First official version released! After more than a year of design and development and after first industry implementation in T-Mobile CZ.
New features:
- ‘Lookup tables’ – lookup loaded into memory and used in mappings.
- ‘Checksum functions’ – standard checksum function for strings: ‘md5’, ‘sha224’, ‘sha256’, ‘sha384’, ‘sha512’.
- HDFS support
- Spark code generation – Parquet and Impala integration
- Job Manager
New components:
- ‘Aggreg’ – do aggregation for groups of records.
- ‘Cat’ – concatenate several input flows into single output one.
- ‘Comp’ – use custom component, which is actually another job.
- ‘Cut’ – omit fields from input by the output data definition.
- ‘Filter’ – for simple one- or two-way switch.

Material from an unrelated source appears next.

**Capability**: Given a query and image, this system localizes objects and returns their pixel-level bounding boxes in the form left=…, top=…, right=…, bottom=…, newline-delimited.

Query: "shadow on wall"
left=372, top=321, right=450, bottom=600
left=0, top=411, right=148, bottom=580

For more complex use ‘Map’.
- ‘Join’ – join two input flows by the key. Catch left/right or even unmatched records.
- ‘Map’ – transform input fields and write into output fields.
- ‘Read’ – read file(s) into output flow, uncompress if needed.
- ‘Sort’ – sort, deduplicate, check sort; simply the output is always sorted by the key.
- ‘Tee’ – replicate one input flow to several output ones.
- ‘Trash’ – like /dev/null.
- ‘Write’ – write the flow into file, compress if needed.
New commands:
- ‘Mkdir’
- ‘Mv’